After the attack, the airline stopped flying the route and Israel investments at the Coast started dwindling.
Sulami claimed that what followed was a number of litigation and attempts to force them to close down the hotel.
“We became the target yet the Kenyan government had promised to assist the affected persons,” said Sulami, without providing any evidence of the alleged persecution.
The victims of the attack narrated to the Saturday Standard on how they were neglected by the Government and the owner of the hotel.
For instance, Neema cannot walk as her legs were seriously injured. She was working at the front office at the hotel.
On that fateful day, she was helping a guest check in as her colleagues were overwhelmed by the number of tourists.
“Had I remained inside the hotel at my work station, may be I would not have been injured this way,” said Neema.
November is a peak season for the tourism sector in Coast. On that day, as a group of 230 guests were leaving the hotel, another 250 tourists were checking in. All the guests were Israelis.
“I reported early for duty on that fateful day and was looking forward to a rather busy day since we had huge check in and check out for guests,” she said in an interview.
At the gate, a troupe of Girima dancers were doing their jig to bid goodbye to outgoing guests and welcome the incoming ones.
Most of the incoming tourists had already been ushered in to the waiting lounge at the reception but a small group had joined the traditional dancers.
“What followed was a huge bang followed by fire all over the Makuti-thatched hotel,” Neema said, adding that she found herself on the ground.
Neema could not walk so she crawled to the swimming pool. She had suffered serious burns allover her body and decided to jump into the swimming pool to cool herself.

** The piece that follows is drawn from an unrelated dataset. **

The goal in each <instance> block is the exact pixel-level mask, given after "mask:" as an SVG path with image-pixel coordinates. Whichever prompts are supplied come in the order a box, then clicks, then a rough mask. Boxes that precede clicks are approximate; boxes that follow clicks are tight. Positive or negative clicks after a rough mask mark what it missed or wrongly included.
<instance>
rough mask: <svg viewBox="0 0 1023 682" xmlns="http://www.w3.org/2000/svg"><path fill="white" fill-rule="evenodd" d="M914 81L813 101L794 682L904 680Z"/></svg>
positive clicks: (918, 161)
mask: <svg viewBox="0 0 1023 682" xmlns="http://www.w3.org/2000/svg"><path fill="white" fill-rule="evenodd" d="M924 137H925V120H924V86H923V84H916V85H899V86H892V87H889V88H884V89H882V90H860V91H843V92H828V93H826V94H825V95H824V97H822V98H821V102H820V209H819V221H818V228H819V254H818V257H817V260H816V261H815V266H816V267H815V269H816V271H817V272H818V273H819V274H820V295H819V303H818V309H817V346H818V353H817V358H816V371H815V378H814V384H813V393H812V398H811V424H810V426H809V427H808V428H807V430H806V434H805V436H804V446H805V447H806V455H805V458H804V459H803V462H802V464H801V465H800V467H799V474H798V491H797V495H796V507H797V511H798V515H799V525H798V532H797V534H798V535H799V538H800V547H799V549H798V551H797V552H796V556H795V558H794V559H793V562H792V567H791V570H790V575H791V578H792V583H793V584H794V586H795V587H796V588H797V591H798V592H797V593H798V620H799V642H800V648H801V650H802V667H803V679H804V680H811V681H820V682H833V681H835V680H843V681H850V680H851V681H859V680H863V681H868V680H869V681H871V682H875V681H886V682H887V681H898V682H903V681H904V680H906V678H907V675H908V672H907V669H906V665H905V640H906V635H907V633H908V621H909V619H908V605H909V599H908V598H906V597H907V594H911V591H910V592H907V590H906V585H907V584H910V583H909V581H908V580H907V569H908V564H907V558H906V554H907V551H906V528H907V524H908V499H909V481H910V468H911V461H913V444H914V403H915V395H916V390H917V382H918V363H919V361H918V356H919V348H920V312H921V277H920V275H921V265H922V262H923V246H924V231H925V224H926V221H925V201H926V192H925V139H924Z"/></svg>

“I was taken to hospital in Mombasa and later airlifted by a military aircraft to Israel for specialised treatment at Jerusalem Hospital. I spent four weeks receiving treatment for my broken legs and burnt face and back,” she said.
The Kikambala bombing incident also robbed the family of Mufidha Mohamed of its breadwinner, Wildred Oyaro Owuor, who used to operate a taxi business at the hotel.
“My husband suffered a ruptured stomach. He died 21 days after he was admitted at Pandya Hospital,” Mufidha says. She was breastfeeding Zaki, their last born now 18 years, when the attack happened.
She said with the death of her husband, she was left as the sole breadwinner to fend for her five children.
“It has not been easy for us all. I have tried to venture into business with very little success,” she said.
Today Mufidha, her children and a few other survivors will converge at the blast site to hold prayers and commemorate those who died.
“Today we shall go to the hotel which has now closed down to hold prayers. It is a ritual I’ll do until I meet him in the next life,” says Mufidha.
Dr Sam Ikwaye, Kenya Association of Hotelkeepers and Caterers (Kahc) Coast branch executive officer, says the events of the fateful day have had a long impact on Kenyan tourism.
Dr Ikwaye says it is after the Kikambala bombing that key foreign tourists source markets started issuing travel advisories against Mombasa and the Coast region.
“This was the start of a very bad beginning for Kenyan tourism,” Ikwaye said.
He explained the Kikambala bombing marked the first time the industry experienced serious external shocks and has never fully recovered.
“Neighbouring nations too and the world experienced our pain years after we had suffered and today terrorism has been recognised as a threat not just synonmous with Kenya, but the world over,” he said.
Kilifi Senator Stewart Madzayo said it is unfortunate that no compensation was made to those who suffered the brunt of the terror attack.
“Both the national and county governments should be compelled to assist surviving families. This will not take away completely the suffering they have endured but will offer some sort of comfort to those affected,” said Justice (rtd) Madzayo.